Another sort-of-funny one is in the summer when i was at my female friends, she had a few of us over, and we played beer pong with a litre of vodka (500ml each on 2 teams of 2), a crate of cider 14gs of bud and 2gs of mephe between 5/6 of us. Anyway. fast forward to about 2am after i’d cleaned the oven (we made some POTENT brownies using my recipe, if anyone wants it let me know and i’ll post it in the Cooking w/ Cannabis forum.), whole of the kitchen and living room and her bedroom. We then went to her bedroom, i had about 5 decent bong hits and we were smoking joint after joint and snorting lines quite often. Anyway we decided it would be a good idea to go chill on the roof and smoke some weed (she has a flat roof right outside her bedroom and regularly does this) so we did. Me being really fucked (I never normally drink, so the 300ml or so of vodka and pint of cider i had really got me drunk.. and mephe + weed + booze = a combination that will get you RUINED.) so i sprant across all the flat roofs (1/2 neighbours) and we everyone started to scramble and dive into her bedroom window (a small window, and 5 or so of us had to get in). I just stayed up there smoking a joint and he came out and he tried to intimidate me by saying “Get the fuck off my roof or i’ll break your legs!” I just ignored him and went back in.. Later that night we wrote an apology letter saying i was autistic and stuff cause she didn’t want to get in trouble lol.

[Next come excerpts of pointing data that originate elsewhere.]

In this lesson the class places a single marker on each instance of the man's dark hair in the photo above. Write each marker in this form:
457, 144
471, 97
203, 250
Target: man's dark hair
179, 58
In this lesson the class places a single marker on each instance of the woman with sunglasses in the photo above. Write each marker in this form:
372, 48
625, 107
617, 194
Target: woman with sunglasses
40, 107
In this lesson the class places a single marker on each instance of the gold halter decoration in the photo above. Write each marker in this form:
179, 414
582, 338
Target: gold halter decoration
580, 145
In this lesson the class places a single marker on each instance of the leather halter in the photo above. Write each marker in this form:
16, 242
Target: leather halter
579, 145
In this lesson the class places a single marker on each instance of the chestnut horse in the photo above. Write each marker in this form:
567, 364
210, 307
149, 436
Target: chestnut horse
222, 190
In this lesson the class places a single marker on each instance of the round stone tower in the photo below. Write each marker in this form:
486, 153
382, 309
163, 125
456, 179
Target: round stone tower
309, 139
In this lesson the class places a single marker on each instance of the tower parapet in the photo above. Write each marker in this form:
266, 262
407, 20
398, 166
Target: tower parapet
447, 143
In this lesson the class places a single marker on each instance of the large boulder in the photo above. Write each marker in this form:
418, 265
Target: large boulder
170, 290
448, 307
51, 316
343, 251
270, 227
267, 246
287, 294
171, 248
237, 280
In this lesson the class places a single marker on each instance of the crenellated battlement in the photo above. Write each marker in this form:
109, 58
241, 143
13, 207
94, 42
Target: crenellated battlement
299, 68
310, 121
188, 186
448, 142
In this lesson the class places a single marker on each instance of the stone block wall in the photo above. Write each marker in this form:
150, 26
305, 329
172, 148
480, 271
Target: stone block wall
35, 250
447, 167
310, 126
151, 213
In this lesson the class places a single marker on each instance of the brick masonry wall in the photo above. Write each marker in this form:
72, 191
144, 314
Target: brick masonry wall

Meh not the best, i got some others if you want me to post em just ask and i will
lol I know where them woods are, many years ago I went to a supposedly “posh” school in that area and we had to do pseudo military exploration exercises there as part of our PT/games (yes it really was like that in the 1980s, I think they expected the Soviets to invade at any time). if I remember at one point there is a line of 400 000 V pylons which runs through the middle, they are the main national grid feed to most of SE England and you can actually hear the electricity if you stand below them.